Xiao Hui Wang Art Center
- Established: 2003
- Location: 6C, High-tech Building, south campus of Tongji University, No. 67 Chifeng Road, Yangpu District, 200092, Shanghai, China
- Type: Contemporary Art, New Media Art
- Director: Xiao Hui Wang
- Public transit access: Shanghai Metro Line 10, Siping Road Station or Tongji University Station

= Xiao Hui Wang Art Center =

Art institute in Shanghai, China

The Xiao Hui Wang Art Center was an art institute at Tongji University, Shanghai. Founded in 2003, it was administered by Professor Xiao Hui Wang, and was known for its numerous commissioned urban design projects and for being the first art institute in China to focus on new media art. The Center closed in 2015.

==Design==
Its design for the 2010 Shanghai Expo Urban Footprint Pavilion was chosen after international competition, and it worked with the Shanghai Museum, the sponsor and official organizer, to carry it out.

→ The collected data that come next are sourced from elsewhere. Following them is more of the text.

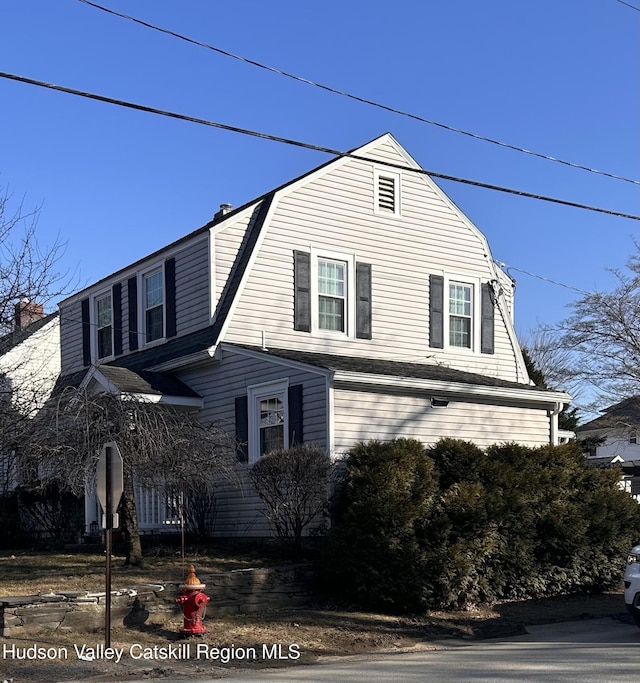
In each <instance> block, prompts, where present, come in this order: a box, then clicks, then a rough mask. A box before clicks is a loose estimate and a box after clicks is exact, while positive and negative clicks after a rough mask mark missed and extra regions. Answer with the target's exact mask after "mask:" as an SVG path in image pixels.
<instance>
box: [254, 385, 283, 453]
mask: <svg viewBox="0 0 640 683" xmlns="http://www.w3.org/2000/svg"><path fill="white" fill-rule="evenodd" d="M258 430H259V434H260V439H259V441H260V449H259V455H265V454H266V453H270V452H271V451H276V450H279V449H282V448H284V403H283V402H282V399H281V398H280V397H279V396H270V397H267V398H263V399H260V424H259V426H258Z"/></svg>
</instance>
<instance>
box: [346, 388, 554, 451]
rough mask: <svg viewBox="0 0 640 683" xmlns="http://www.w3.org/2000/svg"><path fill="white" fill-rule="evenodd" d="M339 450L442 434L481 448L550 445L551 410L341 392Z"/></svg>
mask: <svg viewBox="0 0 640 683" xmlns="http://www.w3.org/2000/svg"><path fill="white" fill-rule="evenodd" d="M334 413H335V453H336V455H340V454H343V453H345V452H346V451H348V450H349V449H350V448H351V447H352V446H353V445H354V444H355V443H357V442H358V441H368V440H369V439H379V440H381V441H390V440H392V439H395V438H397V437H406V438H415V439H418V440H419V441H422V442H423V443H424V444H425V445H431V444H434V443H436V442H437V441H438V440H439V439H441V438H452V439H463V440H465V441H473V442H474V443H475V444H477V445H478V446H480V447H481V448H485V447H487V446H490V445H491V444H494V443H501V442H510V441H516V442H518V443H520V444H523V445H525V446H541V445H544V444H548V443H549V436H550V434H549V429H550V424H549V417H548V416H547V413H546V411H545V410H541V409H537V410H534V409H531V408H519V407H513V406H506V405H505V406H496V405H486V404H482V403H467V402H462V401H453V400H452V401H450V402H449V405H448V406H446V407H437V408H432V407H431V404H430V399H429V398H423V397H420V396H403V395H395V396H391V395H388V394H378V393H374V392H363V391H348V390H344V389H340V390H336V391H335V394H334Z"/></svg>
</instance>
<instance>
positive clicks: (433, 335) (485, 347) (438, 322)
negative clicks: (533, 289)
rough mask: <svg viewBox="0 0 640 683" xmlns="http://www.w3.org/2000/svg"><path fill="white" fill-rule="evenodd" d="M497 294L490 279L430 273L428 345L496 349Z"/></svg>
mask: <svg viewBox="0 0 640 683" xmlns="http://www.w3.org/2000/svg"><path fill="white" fill-rule="evenodd" d="M495 305H496V304H495V294H494V290H493V286H492V283H491V282H483V283H481V282H480V280H478V279H475V278H466V277H465V278H462V277H460V276H453V277H450V276H448V275H430V276H429V346H430V347H431V348H434V349H444V348H448V349H460V350H463V349H467V350H469V351H473V352H475V353H488V354H493V353H495Z"/></svg>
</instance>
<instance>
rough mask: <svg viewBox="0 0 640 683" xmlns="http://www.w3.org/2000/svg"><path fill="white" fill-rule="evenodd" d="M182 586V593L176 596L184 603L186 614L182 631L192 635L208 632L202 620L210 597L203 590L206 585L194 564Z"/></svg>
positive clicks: (191, 565) (190, 566) (184, 606)
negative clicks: (197, 574)
mask: <svg viewBox="0 0 640 683" xmlns="http://www.w3.org/2000/svg"><path fill="white" fill-rule="evenodd" d="M180 588H181V589H182V594H181V595H179V596H178V597H177V598H176V602H177V603H178V604H179V605H182V613H183V615H184V626H183V627H182V628H181V629H180V633H184V634H186V635H190V636H192V635H201V634H203V633H206V632H207V629H206V628H205V627H204V626H203V624H202V620H203V619H204V614H205V611H206V608H207V603H208V602H209V598H208V597H207V596H206V595H205V594H204V593H203V592H202V591H203V590H204V589H205V588H206V586H205V584H204V583H200V580H199V579H198V577H197V576H196V568H195V567H194V566H193V565H191V566H190V567H189V576H187V579H186V581H185V582H184V583H181V584H180Z"/></svg>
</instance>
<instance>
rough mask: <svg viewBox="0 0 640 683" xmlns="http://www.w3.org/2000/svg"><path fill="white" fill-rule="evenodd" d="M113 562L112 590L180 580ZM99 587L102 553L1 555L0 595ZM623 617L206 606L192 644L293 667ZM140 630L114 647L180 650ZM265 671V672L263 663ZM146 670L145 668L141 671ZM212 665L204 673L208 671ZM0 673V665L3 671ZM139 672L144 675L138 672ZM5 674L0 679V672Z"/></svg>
mask: <svg viewBox="0 0 640 683" xmlns="http://www.w3.org/2000/svg"><path fill="white" fill-rule="evenodd" d="M121 559H122V558H115V560H114V572H113V587H114V589H115V588H118V587H127V586H130V585H131V584H132V583H138V582H151V583H156V582H158V581H163V580H166V581H176V580H180V579H181V578H182V562H181V558H180V557H179V556H176V555H170V556H164V557H163V556H159V557H150V558H148V562H147V567H145V568H144V569H134V568H124V567H122V566H121V564H122V563H121V561H120V560H121ZM188 559H189V561H194V562H195V564H196V567H197V570H198V572H199V573H200V572H201V573H202V574H207V573H210V572H217V571H223V570H225V569H238V568H246V567H250V566H259V564H260V563H259V561H258V560H256V558H251V557H231V558H227V557H223V556H220V557H212V556H193V555H191V556H190V557H189V558H188ZM103 584H104V555H70V554H33V553H23V554H19V553H14V554H13V555H12V554H9V553H0V595H18V594H21V595H30V594H33V593H34V592H38V591H43V592H50V591H52V590H54V591H55V590H80V589H85V588H88V589H95V588H100V587H102V586H103ZM623 612H624V603H623V599H622V595H621V592H620V591H613V592H610V593H606V594H602V595H581V596H564V597H555V598H549V599H544V600H525V601H521V602H513V603H504V604H498V605H495V606H492V607H488V608H484V609H479V610H475V611H469V612H442V611H433V612H430V613H427V614H422V615H413V616H390V615H384V614H375V613H369V612H364V611H361V610H356V609H345V607H344V606H336V605H333V606H331V605H327V604H317V605H315V606H311V607H309V608H306V609H292V610H280V611H275V612H269V613H265V614H253V615H235V616H228V617H225V616H219V615H216V614H215V605H214V604H211V605H210V607H209V613H208V615H207V618H206V621H205V623H206V625H207V628H208V633H207V634H206V635H204V636H202V637H201V638H200V639H199V640H198V642H201V643H206V644H209V645H211V646H217V647H229V646H231V645H234V646H235V647H236V648H238V647H252V646H256V647H257V648H258V650H260V648H261V644H263V643H265V644H273V643H280V644H282V645H283V647H285V648H286V647H287V646H288V645H289V644H291V643H295V644H296V645H297V646H298V647H299V648H300V652H301V655H302V656H301V658H300V659H299V660H297V662H296V663H301V662H312V661H314V660H316V659H317V658H318V657H319V656H326V655H348V654H361V653H369V652H375V651H378V652H379V651H398V650H399V649H404V648H431V647H434V641H438V640H442V639H446V638H452V637H454V638H465V639H471V638H487V637H498V636H500V637H502V636H508V635H514V634H517V633H522V632H524V626H525V625H529V624H542V623H549V622H554V621H566V620H573V619H581V618H588V617H600V616H613V615H619V614H622V613H623ZM158 618H159V619H162V621H154V620H151V621H150V622H147V623H145V624H143V625H141V626H139V627H131V628H124V627H122V628H114V629H113V630H112V636H111V641H112V645H113V646H114V647H123V648H125V650H126V649H127V648H129V647H130V645H131V644H132V643H140V644H142V645H143V646H145V647H147V646H149V647H153V646H154V645H158V646H160V647H164V646H166V645H167V644H178V643H180V642H181V637H180V635H179V633H178V632H179V629H180V626H181V625H182V621H181V618H180V615H179V613H176V614H175V615H170V616H167V615H164V616H161V617H158ZM103 637H104V636H103V634H101V633H94V634H80V633H75V634H72V633H57V632H52V633H51V634H50V635H42V636H38V637H37V639H34V638H33V637H31V636H29V637H26V636H25V637H23V638H12V639H11V641H12V642H15V643H17V644H18V645H20V646H24V645H32V644H33V643H34V642H37V643H38V644H40V643H41V644H43V645H46V646H47V647H49V646H57V647H59V646H67V647H68V648H69V650H70V651H71V650H72V648H73V645H74V644H79V643H92V644H95V643H96V642H101V640H102V639H103ZM263 664H264V662H261V661H258V662H249V663H247V662H242V663H238V662H232V663H230V664H229V666H243V667H244V666H253V667H255V666H260V665H263ZM269 664H273V662H270V663H269ZM3 665H8V667H9V668H7V672H6V674H5V675H7V676H9V675H11V677H13V678H14V681H20V680H37V681H58V680H69V679H76V680H77V679H79V678H85V677H95V676H97V677H98V678H96V679H95V680H98V679H99V680H110V679H111V678H113V677H115V676H117V677H119V678H122V677H123V675H134V674H135V675H136V676H138V677H142V676H151V677H162V676H171V677H174V678H179V677H181V676H189V677H190V680H192V677H194V676H195V675H198V674H201V675H212V674H213V672H214V669H215V666H218V664H216V665H215V666H214V664H213V663H206V662H198V661H195V662H194V661H191V662H186V663H185V662H175V661H174V662H165V663H162V662H160V663H158V662H151V663H149V662H146V663H145V662H135V661H133V660H132V659H131V658H129V659H128V660H126V661H124V660H123V663H122V664H121V665H118V667H115V665H113V664H111V665H109V664H105V663H104V662H102V663H98V662H79V661H77V660H75V661H68V662H56V663H52V662H26V663H25V662H22V663H20V662H8V661H5V662H3ZM145 667H146V668H145ZM212 667H213V668H212ZM5 668H6V666H5ZM147 669H148V671H147ZM3 673H4V672H3Z"/></svg>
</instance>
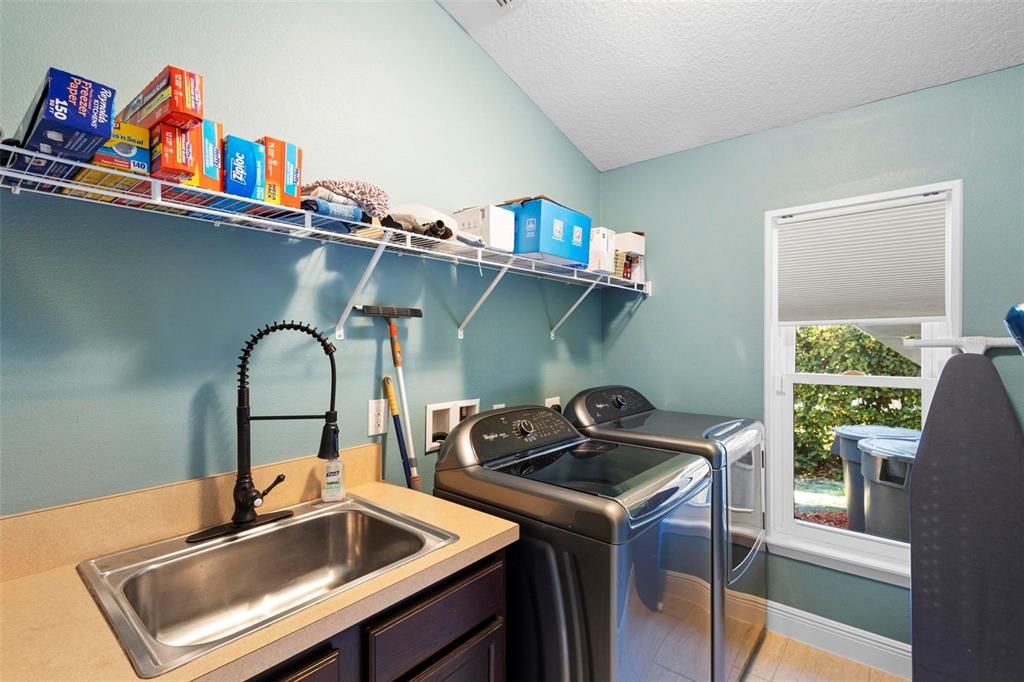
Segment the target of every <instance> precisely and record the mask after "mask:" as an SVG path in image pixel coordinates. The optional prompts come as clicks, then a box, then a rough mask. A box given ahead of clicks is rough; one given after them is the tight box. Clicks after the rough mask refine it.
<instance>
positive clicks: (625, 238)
mask: <svg viewBox="0 0 1024 682" xmlns="http://www.w3.org/2000/svg"><path fill="white" fill-rule="evenodd" d="M646 242H647V237H646V235H644V232H618V233H617V235H615V251H624V252H626V253H635V254H636V255H638V256H644V255H646V248H647V246H646Z"/></svg>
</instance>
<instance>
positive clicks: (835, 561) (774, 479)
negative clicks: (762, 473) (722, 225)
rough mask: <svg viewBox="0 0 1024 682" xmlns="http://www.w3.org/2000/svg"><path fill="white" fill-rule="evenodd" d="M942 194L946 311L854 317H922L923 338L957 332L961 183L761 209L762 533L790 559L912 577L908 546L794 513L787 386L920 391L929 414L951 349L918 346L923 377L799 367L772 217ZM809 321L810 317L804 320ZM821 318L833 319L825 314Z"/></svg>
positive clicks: (783, 554)
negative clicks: (766, 210) (763, 316)
mask: <svg viewBox="0 0 1024 682" xmlns="http://www.w3.org/2000/svg"><path fill="white" fill-rule="evenodd" d="M931 194H944V195H945V196H946V254H945V258H946V292H945V295H946V315H945V316H944V317H921V318H901V319H876V321H868V319H857V321H847V322H849V323H851V324H852V323H856V324H866V323H874V324H897V323H913V324H916V323H921V325H922V338H940V337H958V336H961V318H962V255H961V254H962V244H963V242H962V240H963V222H964V182H963V180H951V181H948V182H938V183H935V184H927V185H921V186H916V187H907V188H905V189H896V190H893V191H885V193H878V194H872V195H867V196H862V197H853V198H849V199H842V200H838V201H830V202H822V203H818V204H810V205H807V206H797V207H792V208H786V209H779V210H775V211H767V212H765V384H764V391H765V394H764V400H765V402H764V403H765V428H766V440H765V447H766V483H767V488H768V489H767V505H768V506H767V512H768V513H767V540H768V546H769V548H770V550H771V551H772V552H773V553H775V554H781V555H783V556H788V557H792V558H796V559H800V560H803V561H809V562H811V563H815V564H819V565H823V566H827V567H829V568H834V569H838V570H843V571H846V572H850V573H854V574H858V576H863V577H865V578H870V579H873V580H879V581H883V582H886V583H890V584H893V585H899V586H903V587H908V586H909V584H910V546H909V545H908V544H906V543H901V542H897V541H893V540H888V539H885V538H878V537H874V536H868V535H865V534H861V532H854V531H850V530H846V529H843V528H831V527H827V526H823V525H818V524H814V523H808V522H806V521H801V520H799V519H797V518H795V517H794V514H793V511H794V476H793V459H794V458H793V386H794V384H795V383H801V384H807V383H814V384H833V385H844V386H888V387H893V388H919V389H921V390H922V403H923V415H922V420H923V421H924V419H925V417H926V416H927V414H928V408H929V406H930V403H931V399H932V394H933V393H934V389H935V384H936V382H937V380H938V376H939V373H940V372H941V370H942V367H943V366H944V364H945V360H946V359H947V358H948V357H949V356H950V354H951V351H950V350H946V349H941V348H934V349H925V348H923V349H922V370H921V377H865V376H846V375H818V374H798V373H797V372H796V327H794V326H788V325H779V324H777V323H776V322H775V321H776V319H777V310H778V289H777V282H776V276H775V270H776V264H777V262H778V241H777V232H778V221H779V219H780V218H783V217H791V216H795V215H799V214H807V213H819V212H822V211H834V212H836V213H843V212H846V211H849V210H850V209H854V208H856V207H858V206H862V205H864V204H874V203H879V202H890V201H901V200H906V201H913V199H914V198H920V197H921V196H922V195H931ZM808 324H814V323H813V322H812V321H808ZM823 324H837V323H836V322H835V321H823Z"/></svg>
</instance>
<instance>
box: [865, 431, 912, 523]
mask: <svg viewBox="0 0 1024 682" xmlns="http://www.w3.org/2000/svg"><path fill="white" fill-rule="evenodd" d="M919 442H920V441H919V440H895V439H892V438H864V439H863V440H861V441H860V442H858V443H857V447H858V450H860V453H861V459H860V470H861V473H862V474H863V476H864V529H865V530H866V531H867V532H868V534H870V535H872V536H881V537H883V538H890V539H892V540H899V541H901V542H904V543H908V542H910V473H911V472H912V470H913V462H914V459H915V458H916V456H918V443H919Z"/></svg>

Other projects included urban art projects for the cities of Langfang, Datong, Nantong, Suzhou and Zhuhai, artistic design work for the Nanjing World Trade Center, the Tianjin Innovation-China e•Group building, the Zendai Radisson Hotel in Shanghai and numerous designs and multimedia installations for Christofle, BMW MINI, J. P. Morgan, Audi, Van Cleef & Arpels and Sergio Rossi among others.